Sauve-qui-peut ou simple fluctuation conjoncturelle? Près de 90.000 résidents ont quitté Hong Kong au cours de ces douze derniers mois, un exode «sans précédent», selon le South China Morning Post. La population de la région administrative spéciale chinoise a ainsi chuté de 1,2% en une année, passant à 7,39 millions d'habitants, soit sa plus forte baisse depuis le début des données de recensement en 1961.
Certes, la pandémie de Covid-19 a largement contribué à cette diminution. «Les mesures strictes de contrôle aux frontières ont entraîné une interruption conséquente des arrivées internationales, y compris pour les titulaires d'un permis aller simple, les aides domestiques étrangers et ceux qui viennent travailler ou étudier à Hong Kong dans le cadre de divers programmes d'admission», mettent en avant les autorités.
Il n'empêche que la vague d'émigration qui touche la ville depuis un an devrait inquiéter les autorités, juge Paul Yip Siu-fai. Ce professeur titulaire en travail social et administration sociale à l'Université de Hong Kong souligne que les changements politiques intervenus récemment ne peuvent être ignorés: «Certains s'inquiètent des restrictions de la liberté d'expression, ainsi que des possibles répercussions sur le système éducatif», témoigne le chercheur.
Lors des mobilisations contre la nouvelle loi de sécurité intérieure ces derniers mois, certains manifestants exprimaient publiquement leur souhait de quitter le territoire, rappellent Les Echos. Le recours à des cabinets de conseil en immigration a fortement augmenté après l'adoption de la loi.
Fuite des capitaux
Autre signe inquiétant: le montant des retraits de fonds anticipés en raison d'un départ permanent a atteint un niveau record de 6,6 milliards de dollars hongkongais (720 millions d'euros) en 2020, soit une hausse de 27% par rapport à l'année précédente.

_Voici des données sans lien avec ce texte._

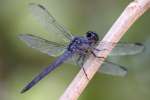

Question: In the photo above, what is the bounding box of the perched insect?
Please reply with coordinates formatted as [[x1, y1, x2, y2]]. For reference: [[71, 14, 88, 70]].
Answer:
[[19, 3, 144, 93]]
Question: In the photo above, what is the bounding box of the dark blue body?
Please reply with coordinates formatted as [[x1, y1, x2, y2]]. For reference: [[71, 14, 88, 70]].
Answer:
[[21, 33, 98, 93]]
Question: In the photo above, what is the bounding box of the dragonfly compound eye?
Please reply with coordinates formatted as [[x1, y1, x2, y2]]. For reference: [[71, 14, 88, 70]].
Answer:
[[86, 31, 99, 41]]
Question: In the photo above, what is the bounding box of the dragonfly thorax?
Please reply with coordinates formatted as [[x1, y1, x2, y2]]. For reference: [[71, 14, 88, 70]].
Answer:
[[68, 37, 94, 54]]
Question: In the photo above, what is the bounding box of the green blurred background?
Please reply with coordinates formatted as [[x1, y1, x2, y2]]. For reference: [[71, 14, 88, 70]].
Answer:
[[0, 0, 150, 100]]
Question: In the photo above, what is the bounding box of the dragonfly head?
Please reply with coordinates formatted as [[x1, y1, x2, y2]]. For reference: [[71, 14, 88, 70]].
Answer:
[[86, 31, 99, 43]]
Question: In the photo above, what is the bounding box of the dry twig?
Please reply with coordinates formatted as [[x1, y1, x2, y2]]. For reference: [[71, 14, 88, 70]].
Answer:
[[59, 0, 150, 100]]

Les ressortissants hongkongais, réputés riches, éduqués et qualifiés, sont en tout cas accueillis à bras ouverts par de nombreux pays. En juillet 2020, Boris Johnson a ainsi annoncé l'extension des droits à l'immigration à plus de trois millions de Hongkongais afin de faciliter leur obtention de la nationalité britannique. Selon les estimations de Londres, 600.000 résidents de Hong Kong pourraient venir s'établir au Royaume-Uni dans les trois ans à venir.
Rien que sur les dix premiers mois de 2020, 216.398 passeports BNO (qui autorisent ses détenteurs à séjourner outre-Manche sans visa) ont été accordés, «soit un toutes les cinq minutes», indique le rapport. D'autres pays comme l'Australie, le Japon ou Taïwan ont adopté des procédures similaires pour faciliter l'arrivée de ces citoyens très convoités.
Tout en qualifiant ces mesures d'«ingérence dans les affaires étrangères de la Chine», Pékin se garde bien de tout alarmisme. «Hong Kong étant une ville internationale, sa population a toujours été mobile», rassure un porte-parole du gouvernement. Selon le cabinet d'analyse Global Data, la population fortunée (investisseurs détenant entre 50.000 et un million de dollars d'actifs et particuliers détenant plus d'un million de dollars d'actifs) devrait augmenter de 7,8% pour atteindre 3,9 millions de personnes en 2021. Finalement, tout va bien?